É uma realidade que o setor automóvel atravessa profundas mudanças. Há uma discussão em aberto sobre o futuro da produção deste setor com a pressão social por veículos sem emissões poluentes. Os grandes grupos avançam o carro elétrico como a solução ecológica. Os governos vão dando passos suportando este caminho. Mas será este o futuro para um setor automóvel amigo do ambiente e dos trabalhadores?

Agitação no setor automóvel – o carro elétrico

Apesar da superconcentração da produção automóvel pós-crise, mesmo para os gigantes do setor não acabaram os problemas. Em 2015, o Diesel Gate veio abanar a Volkswagen. A isto seguiu-se uma forte pressão social, e consequentemente também governamental, para a redução de emissões. Multiplicaram-se zonas de cidades livres de carros individuais, estradas de acesso proibido para camiões, várias iniciativas no sentido de reduzir as emissões. Foi neste contexto que se começou a introduzir o veículo elétrico como a solução para um setor automóvel amigo do ambiente. Contudo, são vários os estudos que apontam para as falhas desta solução.

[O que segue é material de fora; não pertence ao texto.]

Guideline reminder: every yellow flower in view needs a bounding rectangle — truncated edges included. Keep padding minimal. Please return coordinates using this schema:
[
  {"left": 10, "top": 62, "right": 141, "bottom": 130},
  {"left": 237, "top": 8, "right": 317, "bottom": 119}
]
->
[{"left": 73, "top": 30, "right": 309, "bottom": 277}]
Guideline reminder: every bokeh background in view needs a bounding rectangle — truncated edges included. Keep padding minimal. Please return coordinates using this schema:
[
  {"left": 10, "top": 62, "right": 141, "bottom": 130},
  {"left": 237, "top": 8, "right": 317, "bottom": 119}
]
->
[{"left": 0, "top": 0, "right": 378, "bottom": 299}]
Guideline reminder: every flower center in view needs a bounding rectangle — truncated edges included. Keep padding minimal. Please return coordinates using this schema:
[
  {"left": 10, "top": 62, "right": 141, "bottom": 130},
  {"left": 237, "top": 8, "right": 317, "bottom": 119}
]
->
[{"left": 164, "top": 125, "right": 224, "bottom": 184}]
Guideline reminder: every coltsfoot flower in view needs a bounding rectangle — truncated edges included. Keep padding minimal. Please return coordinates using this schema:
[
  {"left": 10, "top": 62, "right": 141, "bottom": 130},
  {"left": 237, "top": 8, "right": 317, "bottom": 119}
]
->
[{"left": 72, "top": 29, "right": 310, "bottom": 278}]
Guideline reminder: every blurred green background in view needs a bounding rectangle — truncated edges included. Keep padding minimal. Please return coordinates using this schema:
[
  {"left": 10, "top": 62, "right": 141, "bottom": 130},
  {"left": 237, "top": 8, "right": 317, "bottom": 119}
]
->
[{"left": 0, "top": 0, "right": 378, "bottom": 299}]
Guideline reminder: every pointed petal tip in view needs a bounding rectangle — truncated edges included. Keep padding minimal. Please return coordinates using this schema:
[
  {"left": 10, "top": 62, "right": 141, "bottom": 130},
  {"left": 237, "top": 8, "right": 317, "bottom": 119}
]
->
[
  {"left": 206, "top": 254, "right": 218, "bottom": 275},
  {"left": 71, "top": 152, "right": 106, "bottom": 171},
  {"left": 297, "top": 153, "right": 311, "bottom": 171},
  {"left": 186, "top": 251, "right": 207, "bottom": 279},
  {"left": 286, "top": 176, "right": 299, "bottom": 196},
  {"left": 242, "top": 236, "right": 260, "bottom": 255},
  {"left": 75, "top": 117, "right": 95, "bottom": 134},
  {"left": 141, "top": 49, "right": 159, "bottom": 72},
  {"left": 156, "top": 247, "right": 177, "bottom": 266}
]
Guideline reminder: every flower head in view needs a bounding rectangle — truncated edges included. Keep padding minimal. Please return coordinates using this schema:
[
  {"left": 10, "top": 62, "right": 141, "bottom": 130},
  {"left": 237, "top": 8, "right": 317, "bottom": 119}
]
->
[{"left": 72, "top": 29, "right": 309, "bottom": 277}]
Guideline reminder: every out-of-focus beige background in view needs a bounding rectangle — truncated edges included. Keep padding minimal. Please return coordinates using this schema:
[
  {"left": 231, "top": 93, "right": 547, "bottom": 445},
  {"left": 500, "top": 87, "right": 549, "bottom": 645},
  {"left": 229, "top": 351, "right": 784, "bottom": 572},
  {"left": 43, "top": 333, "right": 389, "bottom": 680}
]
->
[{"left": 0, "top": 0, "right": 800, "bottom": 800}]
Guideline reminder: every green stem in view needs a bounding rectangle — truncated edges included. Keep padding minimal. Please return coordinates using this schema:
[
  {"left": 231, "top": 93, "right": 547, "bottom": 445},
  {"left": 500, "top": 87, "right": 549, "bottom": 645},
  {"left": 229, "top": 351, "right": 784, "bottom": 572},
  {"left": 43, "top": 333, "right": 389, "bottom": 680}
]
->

Os impactos desta aposta das grandes empresas do setor

De facto, os veículos com motor elétrico não emitem gases de efeito de estufa durante a circulação. Contudo, a sua produção envolve metais cuja extração tem forte impacto social e ambiental.

O lítio pode ser extraído de duas formas. No caso das salinas, os grandes polos de extração concentram-se em zonas bastante secas da América do Sul (Bolívia e Chile). O processo de extrair o lítio das águas salgadas envolve muita água, o que está já a ter um forte impacto na agricultura e pecuária daquela região. Estima-se que sejam necessários 2 milhões de litros de água por tonelada de lítio, o que, por exemplo, no Salar de Atacama (Chile), já provocou o desaparecimento de 65% da água disponível na região. Para além desta consequência, existe também o risco de contaminação da água. A extração da rocha provoca um forte impacto na paisagem e também na emissão de poeiras, que poluem o ambiente das regiões em que estas minas existem.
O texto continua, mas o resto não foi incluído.